Statistics Essentials

These are my notes on statistics essentials.

Table of Contents

Statistics and Problem Solving

A population is the total set of subjects or things we are interested in studying. Populations are defined by what a researcher is studying and can come in all shapes and sizes.


A frame is a list containing all members of the population.


Population parameters are facts about the population. Since parameters are descriptions of the population, a population can have many parameters. Parameters can be averages, percentages, minimums, or maximums. For a specific population at a specific point in time, population parameters do not change.


A sample is a subset of the population which is used to gain insight about the population. Samples are used to represent a larger group, the population. 


A statistic is a fact or characteristic about the sample. For any given sample a statistic is a fixed number. Statistics are used as estimates of population parameters. 

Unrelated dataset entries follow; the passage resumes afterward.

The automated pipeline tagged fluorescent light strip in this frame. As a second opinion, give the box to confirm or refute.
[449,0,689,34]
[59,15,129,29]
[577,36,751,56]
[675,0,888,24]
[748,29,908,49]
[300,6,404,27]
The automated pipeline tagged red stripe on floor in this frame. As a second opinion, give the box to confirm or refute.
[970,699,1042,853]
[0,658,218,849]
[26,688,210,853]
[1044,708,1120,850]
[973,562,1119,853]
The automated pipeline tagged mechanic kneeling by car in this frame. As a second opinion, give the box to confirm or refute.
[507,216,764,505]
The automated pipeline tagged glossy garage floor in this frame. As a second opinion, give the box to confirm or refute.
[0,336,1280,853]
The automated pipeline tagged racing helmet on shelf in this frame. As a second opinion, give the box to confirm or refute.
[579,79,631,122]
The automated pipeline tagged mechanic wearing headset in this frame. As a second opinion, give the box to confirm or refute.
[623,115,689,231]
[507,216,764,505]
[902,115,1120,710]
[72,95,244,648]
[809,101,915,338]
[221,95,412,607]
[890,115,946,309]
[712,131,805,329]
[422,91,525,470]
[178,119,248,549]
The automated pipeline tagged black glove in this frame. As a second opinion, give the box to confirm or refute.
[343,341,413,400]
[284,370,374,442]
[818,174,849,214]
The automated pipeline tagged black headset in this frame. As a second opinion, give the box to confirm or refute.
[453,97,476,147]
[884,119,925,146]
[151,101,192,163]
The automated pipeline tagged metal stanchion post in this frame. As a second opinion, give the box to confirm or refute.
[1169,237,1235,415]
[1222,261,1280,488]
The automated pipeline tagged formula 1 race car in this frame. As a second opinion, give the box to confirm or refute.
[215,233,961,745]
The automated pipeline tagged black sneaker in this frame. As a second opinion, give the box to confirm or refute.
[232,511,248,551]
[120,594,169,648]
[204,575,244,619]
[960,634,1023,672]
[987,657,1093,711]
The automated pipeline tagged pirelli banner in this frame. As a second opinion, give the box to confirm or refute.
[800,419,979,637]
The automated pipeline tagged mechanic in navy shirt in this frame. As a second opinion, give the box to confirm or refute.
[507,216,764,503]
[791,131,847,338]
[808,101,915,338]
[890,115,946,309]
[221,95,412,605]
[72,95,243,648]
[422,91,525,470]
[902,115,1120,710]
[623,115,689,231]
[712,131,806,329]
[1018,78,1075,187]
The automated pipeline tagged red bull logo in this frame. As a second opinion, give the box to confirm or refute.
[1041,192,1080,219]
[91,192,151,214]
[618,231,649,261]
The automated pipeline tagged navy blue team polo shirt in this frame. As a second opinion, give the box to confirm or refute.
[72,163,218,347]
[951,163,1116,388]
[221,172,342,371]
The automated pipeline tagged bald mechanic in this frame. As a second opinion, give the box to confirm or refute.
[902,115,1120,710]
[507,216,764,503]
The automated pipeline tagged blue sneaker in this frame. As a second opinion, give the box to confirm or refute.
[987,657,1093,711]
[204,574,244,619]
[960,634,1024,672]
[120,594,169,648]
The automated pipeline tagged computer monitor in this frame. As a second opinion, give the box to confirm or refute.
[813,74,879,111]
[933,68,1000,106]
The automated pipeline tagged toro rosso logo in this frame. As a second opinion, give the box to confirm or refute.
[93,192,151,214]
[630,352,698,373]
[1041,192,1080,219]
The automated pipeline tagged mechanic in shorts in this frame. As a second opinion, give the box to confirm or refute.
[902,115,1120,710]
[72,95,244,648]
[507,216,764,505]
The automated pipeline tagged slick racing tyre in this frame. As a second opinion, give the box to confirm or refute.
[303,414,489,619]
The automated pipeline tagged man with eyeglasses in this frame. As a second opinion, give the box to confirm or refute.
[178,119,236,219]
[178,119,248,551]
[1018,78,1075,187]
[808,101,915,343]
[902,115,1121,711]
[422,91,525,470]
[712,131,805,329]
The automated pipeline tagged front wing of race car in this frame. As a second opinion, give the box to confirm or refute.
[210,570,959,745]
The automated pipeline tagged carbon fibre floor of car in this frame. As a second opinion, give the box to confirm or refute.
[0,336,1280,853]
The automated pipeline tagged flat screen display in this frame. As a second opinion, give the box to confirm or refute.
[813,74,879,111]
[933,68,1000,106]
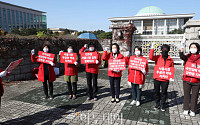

A process is a method for obtaining a desired result. The idea of a process is closely tied to quality control. In order to improve a process, there must be an understanding of how the process is currently performing. This required definition and measurement of the process. 


The science of statistics is divided into two categories, descriptive and inferential. Descriptive methods describe and summarize data. Descriptive statistics is the collection, organization, and presentation of data.


The objective of inferential statistics is to make reasonable guesses about the population characteristics using sample data. 

Collecting and Analyzing Data

Part of becoming a problem solver and user of statistics is developing an ability to appraise the quality of measurements. When you encounter data, consider whether the concept under study is adequately reflected by the proposed measurements, is the data measured accurately, and is there a sufficient quantity of the data to draw a reasonable conclusion.


Measurement and data are an integral part of science. Methods have been developed to solve research problems. Gather information about the phenomenon being studied. On the basis of the data, formulate a preliminary generalization or hypothesis. Collect further data to test the hypothesis. If the data and other subsequent experiments support the hypothesis, it becomes a law.


There are two ways to obtain data, observation and controlled experiments. In a statistical analysis, it is usually not possible to recover from poorly measured concepts or badly collected measurements. 


A response variable measures the outcome of interest in a study. An explanatory variable causes or explains changes in a response variable. Isolating the effects of one variable on another means anticipating potentially confounding variables and designing a controlled experiment to produce data in which the values of the confounding variable are regulated.


Observational data comes about from measuring things. They can be extremely valuable. 


Much of the statistical information presented to us is in the form of surveys. So, it is important to understand them and how they are done. In some cases, the purpose of a survey is purely descriptive. However, in many cases the researcher is interested in discovering a relationship.


Data in which the observations are restricted to a set of values that possess gaps is called discrete. Data that can take on any value within some interval is called continuous. The quality of data is referred to as its level of measurement. When analyzing data, you must be exceedingly conscious of the data’s level of measurement because many statistical analyses can only be applied to data that possess a certain level of measurement. 


Data that represents whether a variable possesses some characteristic is called nominal. Ordinal data represents categories that have some associated order. Note that ordinal data is also nominal, but it also possesses the additional property of ordinality. 


If the data can be ordered and the arithmetic difference is meaningful, the data is interval. An example of interval data is temperature. Interval data is numerical data that possesses both the property of ordinality and the interval property. Ratio data is similar to interval data, except that it has a meaningful zero point and the ratio of two data points is meaningful. 


Qualitative data is data measured on a nominal or ordinal scale. Quantitative data is measured on an interval or ratio scale. 


Time series data originates as measurements usually taken from some process over equally spaced intervals of time. Time series data originate from processes. Processes can be divided into two categories: stationary and nonstationary. All time series that are interesting vary, and the nature of the variability determines how the process is characterized. In a stationary process the time series varies around some central value and has approximately the same variation over the series. In a nonstationary process, the time series possess a trend, the tendency for the series to either increase or decrease over time. 


Cross-sectional data are measurements created at approximately the same period of time.